Index Build Tools

Tue, Aug 30, 2016

NOTE: this site uses MathJax to render mathematical equations. Enabling JavaScript in your browser will allow MathJax to display these equations on the page.

e91e498599

NOTE: This page was updated on 9/19/16 to reflect significant changes in the index build tools.

After many months of hard work, we kind of, sort of have a document ingestion pipeline that seems to work. By this I mean we have a minimal set of configuration and ingestion tools that we can compile and then run without crashing, and these tools seem to ingest files mostly as expected. We’re still going to need to do a lot of testing, tuning and evaluation, but I thought it would be helpful to take this time to walk through the process of bringing up an index from a set of chunk files extracted from Wikipedia.

The remainder of this post is a fairly long step-by-step description of the process I used to configure and start a BitFunnel index. It’s pretty dry, but should be useful for people who want to play around with the system.

Obtaining a Sample Corpus

I decided to use a small portion of the English Wikipedia as a basis for this walkthrough. This piece contains about 17k articles. I processed it into a collection of BitFunnel chunk files which you can download from our Azure blob storarge. (see the post entitled Sample Data for instructions on downloading the pre-built chunk files).

The chunk files were built from a Wikipedia dump using the process outlined in the WorkBench README. If you would like to build your own chunks from scratch, download the dump from the Wikipedia dump page or grab an archived copy from our Azure blob storage. Either way, the file must be decompressed before it can be used.

The Wikipedia dump file is converted to chunks using a two-step process. The first step uses an open source project called wikiextractor to filter out Wikipedia markup.

The output of Wikiextractor is a set of 1Mb XML files, with names like wiki_00, wiki_01, wiki_02, etc. and organized under directories AA, AB, AC, etc.

The second step uses the Java-based Workbench project to perform word-breaking, stemming, and stop-word elimination. The output of the Workbench stage is a set of BitFunnel chunk files.

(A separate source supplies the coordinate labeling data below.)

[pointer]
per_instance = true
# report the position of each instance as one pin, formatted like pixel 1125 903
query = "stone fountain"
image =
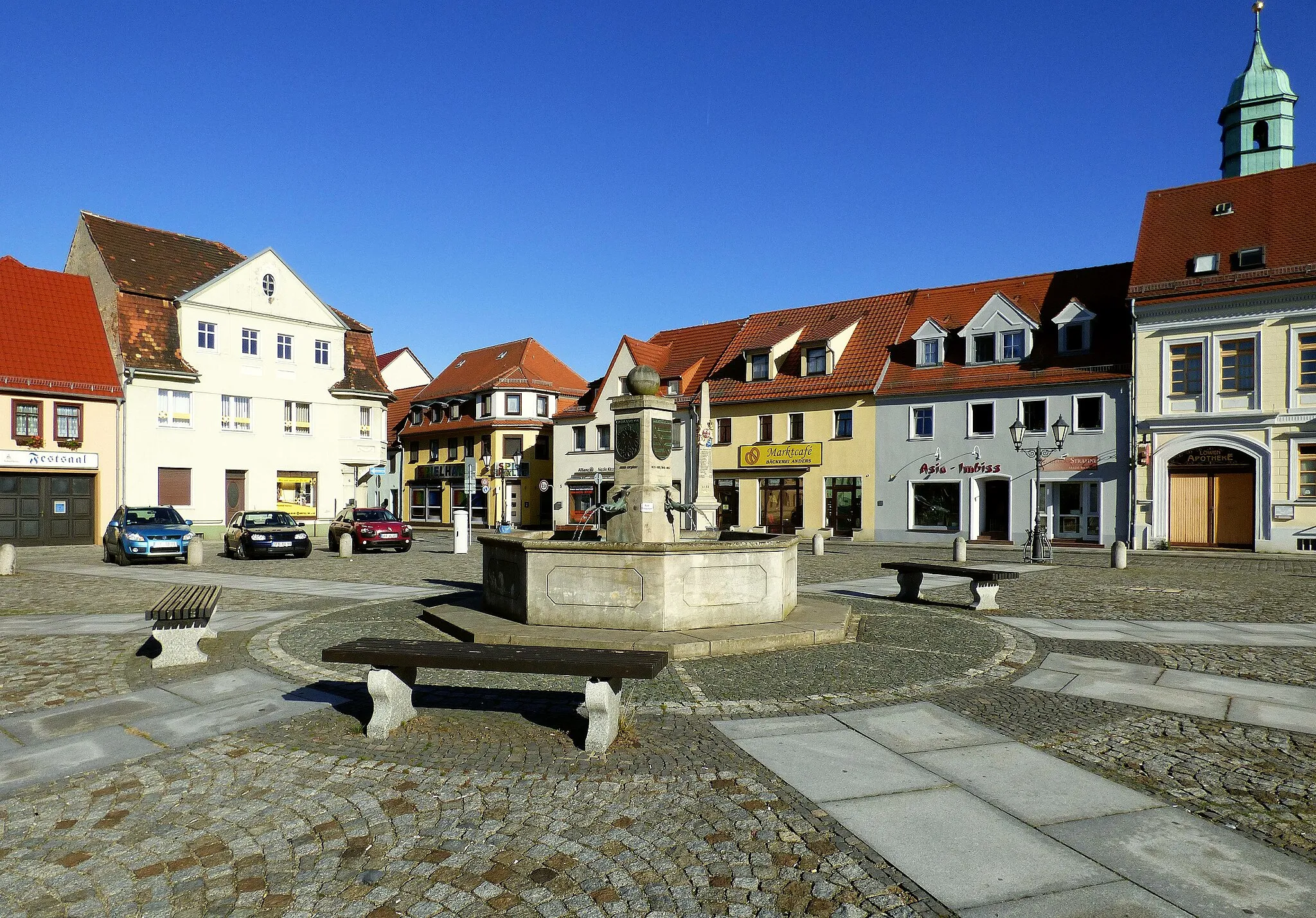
pixel 644 576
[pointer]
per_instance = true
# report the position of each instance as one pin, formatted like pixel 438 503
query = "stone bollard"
pixel 1119 555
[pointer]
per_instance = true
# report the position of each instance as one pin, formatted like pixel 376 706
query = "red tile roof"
pixel 1041 297
pixel 512 366
pixel 154 262
pixel 856 371
pixel 51 337
pixel 1276 209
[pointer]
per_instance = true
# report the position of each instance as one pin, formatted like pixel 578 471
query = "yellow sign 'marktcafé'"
pixel 781 454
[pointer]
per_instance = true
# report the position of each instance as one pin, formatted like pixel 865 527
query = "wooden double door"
pixel 1213 509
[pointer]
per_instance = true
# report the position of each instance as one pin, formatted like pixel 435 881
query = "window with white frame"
pixel 1033 416
pixel 920 423
pixel 1089 413
pixel 235 413
pixel 174 408
pixel 929 353
pixel 296 418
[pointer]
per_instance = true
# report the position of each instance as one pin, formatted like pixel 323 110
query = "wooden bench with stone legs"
pixel 182 619
pixel 394 663
pixel 983 586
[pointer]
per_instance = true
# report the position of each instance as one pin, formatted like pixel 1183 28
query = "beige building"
pixel 61 400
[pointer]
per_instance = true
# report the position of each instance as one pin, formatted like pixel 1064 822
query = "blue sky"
pixel 458 175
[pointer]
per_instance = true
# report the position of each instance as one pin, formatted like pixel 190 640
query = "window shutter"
pixel 175 487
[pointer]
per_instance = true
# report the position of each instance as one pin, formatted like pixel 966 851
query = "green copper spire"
pixel 1258 119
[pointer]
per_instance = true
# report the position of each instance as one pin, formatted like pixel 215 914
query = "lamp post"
pixel 1040 545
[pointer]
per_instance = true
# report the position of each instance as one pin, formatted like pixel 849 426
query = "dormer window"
pixel 815 362
pixel 929 353
pixel 1250 260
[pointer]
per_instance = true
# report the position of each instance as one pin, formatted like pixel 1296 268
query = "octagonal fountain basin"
pixel 737 579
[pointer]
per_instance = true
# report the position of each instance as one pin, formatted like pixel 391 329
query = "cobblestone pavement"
pixel 486 805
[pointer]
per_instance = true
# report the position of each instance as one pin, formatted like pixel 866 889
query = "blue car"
pixel 138 533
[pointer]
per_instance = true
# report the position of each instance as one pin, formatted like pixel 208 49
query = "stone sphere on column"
pixel 644 380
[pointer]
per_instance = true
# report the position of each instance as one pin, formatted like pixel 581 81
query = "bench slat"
pixel 499 658
pixel 953 570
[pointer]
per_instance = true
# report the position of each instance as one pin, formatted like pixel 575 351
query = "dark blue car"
pixel 138 533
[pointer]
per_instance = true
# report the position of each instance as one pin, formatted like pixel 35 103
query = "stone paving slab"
pixel 919 728
pixel 1244 634
pixel 964 850
pixel 71 755
pixel 839 764
pixel 251 581
pixel 67 719
pixel 1107 900
pixel 1031 786
pixel 1205 870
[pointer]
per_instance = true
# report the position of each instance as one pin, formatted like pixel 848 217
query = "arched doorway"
pixel 1213 497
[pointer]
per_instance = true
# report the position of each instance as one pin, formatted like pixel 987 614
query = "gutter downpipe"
pixel 1134 427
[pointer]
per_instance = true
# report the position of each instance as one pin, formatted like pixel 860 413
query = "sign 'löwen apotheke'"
pixel 763 455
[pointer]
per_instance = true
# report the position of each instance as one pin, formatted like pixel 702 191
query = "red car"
pixel 370 527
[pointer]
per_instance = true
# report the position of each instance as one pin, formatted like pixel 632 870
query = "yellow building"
pixel 1224 290
pixel 495 407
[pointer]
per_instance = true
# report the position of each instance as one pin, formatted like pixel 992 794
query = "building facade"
pixel 242 388
pixel 491 407
pixel 61 398
pixel 973 359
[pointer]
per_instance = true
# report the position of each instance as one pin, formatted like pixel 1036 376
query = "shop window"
pixel 1087 413
pixel 1307 359
pixel 1035 416
pixel 936 506
pixel 1186 370
pixel 1238 365
pixel 815 359
pixel 845 424
pixel 1307 471
pixel 797 427
pixel 174 487
pixel 920 423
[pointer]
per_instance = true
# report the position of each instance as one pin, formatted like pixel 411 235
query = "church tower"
pixel 1258 119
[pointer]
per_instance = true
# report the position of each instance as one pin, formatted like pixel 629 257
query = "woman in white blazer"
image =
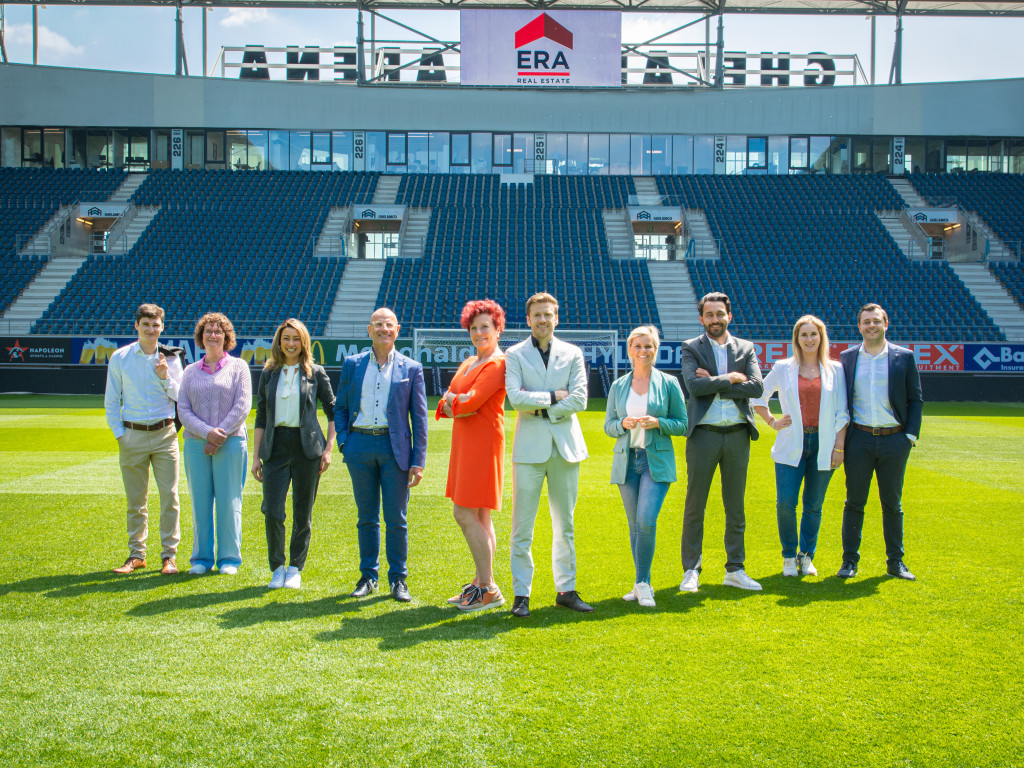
pixel 810 434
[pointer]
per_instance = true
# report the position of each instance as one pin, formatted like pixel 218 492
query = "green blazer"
pixel 665 399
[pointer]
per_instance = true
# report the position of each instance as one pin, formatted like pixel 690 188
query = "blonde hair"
pixel 822 346
pixel 276 358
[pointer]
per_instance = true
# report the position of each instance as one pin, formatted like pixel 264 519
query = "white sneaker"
pixel 691 581
pixel 278 580
pixel 645 595
pixel 739 579
pixel 807 565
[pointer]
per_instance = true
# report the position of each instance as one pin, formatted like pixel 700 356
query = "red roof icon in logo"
pixel 544 26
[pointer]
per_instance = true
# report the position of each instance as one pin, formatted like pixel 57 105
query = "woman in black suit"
pixel 289 445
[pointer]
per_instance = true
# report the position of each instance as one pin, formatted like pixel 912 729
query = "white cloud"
pixel 246 16
pixel 49 42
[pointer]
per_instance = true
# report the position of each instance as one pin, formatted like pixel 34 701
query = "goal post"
pixel 449 347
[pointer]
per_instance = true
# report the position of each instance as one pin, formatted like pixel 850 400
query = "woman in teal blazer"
pixel 645 409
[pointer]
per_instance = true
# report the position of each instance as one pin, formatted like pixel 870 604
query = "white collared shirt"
pixel 723 411
pixel 286 410
pixel 376 390
pixel 870 404
pixel 134 392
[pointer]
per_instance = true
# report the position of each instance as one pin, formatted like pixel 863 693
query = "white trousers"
pixel 563 483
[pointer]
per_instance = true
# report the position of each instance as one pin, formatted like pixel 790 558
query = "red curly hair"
pixel 485 306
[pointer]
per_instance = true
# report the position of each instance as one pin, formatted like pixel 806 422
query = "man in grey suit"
pixel 546 383
pixel 721 375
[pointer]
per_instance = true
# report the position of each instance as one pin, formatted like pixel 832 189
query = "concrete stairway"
pixel 999 305
pixel 356 298
pixel 386 190
pixel 36 298
pixel 909 196
pixel 123 194
pixel 619 233
pixel 414 232
pixel 330 241
pixel 677 304
pixel 705 247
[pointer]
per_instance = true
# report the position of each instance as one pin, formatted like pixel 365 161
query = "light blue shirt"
pixel 375 392
pixel 723 412
pixel 134 392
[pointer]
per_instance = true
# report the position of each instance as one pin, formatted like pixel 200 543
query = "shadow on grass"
pixel 74 585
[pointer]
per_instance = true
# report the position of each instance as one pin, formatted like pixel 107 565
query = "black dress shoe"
pixel 399 591
pixel 849 569
pixel 366 586
pixel 520 606
pixel 898 569
pixel 572 601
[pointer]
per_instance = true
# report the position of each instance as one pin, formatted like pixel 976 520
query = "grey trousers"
pixel 730 453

Gathering Corpus Statistics

Because BitFunnel is a probabilistic algorithm based on Bloom Filters, its configuration depends on statistical properties of the corpus, like the distributions of term frequencies and document lengths.

The BitFunnel statistics command generates these statistics from a representative corpus. Run BitFunnel statistics -help to print out a help message describing the command line arguments.

% BitFunnel statistics -help
StatisticsBuilder
Ingest documents and compute statistics about them.

Usage:
BitFunnel statistics <manifestFile>
                     <outDir>
                     [-help]
                     [-text]
                     [-gramsize <integer>]

<manifestFile>
    Path to a file containing the paths to the chunk
    files to be ingested. One chunk file per line.
    Paths are relative to working directory. (string)

<outDir>
    Path to the output directory where files will
    be written.  (string)

[-help]
    Display help for this program. (boolean, defaults to false)


[-text]
    Create mapping from Term::Hash to term text. (boolean, defaults to false)


[-gramsize <integer>]
    Set the maximum ngram size for phrases. (integer,
    defaults to 1)

The first parameter is a manifest file that lists the paths to the chunk files, one file per line. You can generate a manifest file with all of the chunks using the Linux find command. Here’s an example that uses the find command to create a manifest for all of the prebuilt chunks that were downloaded to /tmp/wikipedia/chunks.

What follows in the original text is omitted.